Safe Solutions

OSHA penalty revisions


The U.S. Occupational Safety and Health Administration's (OSHA's) field offices enforce workplace regulations in conjunction with policies and procedures set out in OSHA Directive CPL 02-00-148, OSHA's Field Operations Manual (FOM), published in November 2009. According to OSHA, the FOM establishes OSHA compliance safety and health officers' responsibilities for inspecting work sites. More specifically, the FOM includes instructions for determining penalty reductions companies may qualify for to reduce fines the agency imposes after job-site inspections.

OSHA recently revised the FOM's penalty reduction section, and the changes may significantly affect you.

FOM revisions

The maximum penalty OSHA may impose on an employer under its statutory authority for a serious violation is $7,000. The FOM gives OSHA field personnel authority to reduce fines based on an employer's history of violations, company size and good faith. Implementation of the penalty-reduction policy has prompted some organizations to argue it results in fines that are too low and ineffective. The revised FOM and pending legislative efforts (H.R. 2067, Protecting America's Workers Act) are attempts to increase penalty amounts paid by employers.

Before the FOM's latest revisions, an employer who received an OSHA citation could qualify for a 10 percent reduction of fines if he or she had not been issued a serious, willful or repeat violation by OSHA or a state plan jurisdiction within the past three years. The new revisions increase the timeframe to five years.

In negotiations with OSHA, it may be more beneficial to change a citation's classification from "serious" to "other-than-serious" rather than working solely to reduce the monetary penalty proposed because of the effect on a prospective history reduction. However, this is a difficult objective, and OSHA personnel rarely will reduce a citation's nature in this manner—but it is worth the effort.

OSHA also revised the FOM's timeframe for when repeat violations can occur from three years to five years. This means an employer who has received an OSHA citation that has become a final order for a substantially similar condition during the past five years may be cited for a repeat violation in the current instance.
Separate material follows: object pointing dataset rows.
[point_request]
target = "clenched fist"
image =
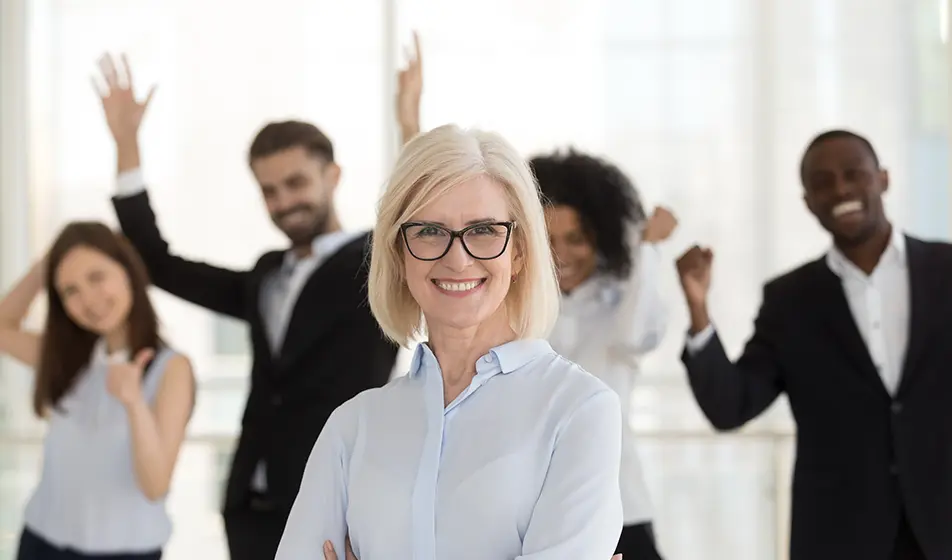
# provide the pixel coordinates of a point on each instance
(694, 269)
(124, 380)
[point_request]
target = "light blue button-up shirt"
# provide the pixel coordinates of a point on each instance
(522, 465)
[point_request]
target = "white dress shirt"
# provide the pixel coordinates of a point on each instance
(522, 465)
(279, 291)
(605, 325)
(879, 303)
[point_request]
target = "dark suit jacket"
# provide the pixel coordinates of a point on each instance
(863, 457)
(333, 348)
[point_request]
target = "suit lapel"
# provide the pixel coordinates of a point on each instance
(324, 298)
(923, 289)
(268, 264)
(839, 318)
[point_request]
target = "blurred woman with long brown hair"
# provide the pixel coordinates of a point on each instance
(117, 400)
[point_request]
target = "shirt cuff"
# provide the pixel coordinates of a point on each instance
(697, 342)
(130, 183)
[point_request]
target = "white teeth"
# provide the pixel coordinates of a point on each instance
(458, 286)
(847, 208)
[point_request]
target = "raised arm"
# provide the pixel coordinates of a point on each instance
(410, 92)
(16, 341)
(579, 514)
(208, 286)
(317, 515)
(642, 316)
(729, 393)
It should be noted these guidelines are not statutory but reflect a new OSHA civil enforcement policy; as such, repeat citations based on similar violations that became final four or five years before the current instance may be subject to greater judicial scrutiny if challenged by an employer.

Current OSHA practice under the FOM also allows for a reduction in a proposed penalty based on a company's number of employees. The revision retains the current policy that a company with 251 or more employees does not qualify for a company size reduction. Under the new policy, employers with one to 25 workers may be eligible for a 40 percent reduction, those with 26 to 100 workers may qualify for a 30 percent reduction and employers with 101 to 250 workers may qualify for a 10 percent reduction.

The new policy retains the good faith reduction available for employers who have implemented a safety program. The good faith reduction can be up to 25 percent for employers with written, comprehensive plans in place but is not available if a citation alleges serious, willful, repeat or failure-to-abate violations.

Avoiding citations

Workplace enforcement remains OSHA's top priority, and achieving lower penalty amounts or having portions of citations withdrawn at the OSHA field office level without initiating the appeals process will be a challenge.

All contractors want to keep workers safe and minimize or avoid citations—the FOM revisions demonstrate OSHA's resolve to make the financial sting of citations the primary compliance mechanism.

Harry Dietz is NRCA's director of risk management.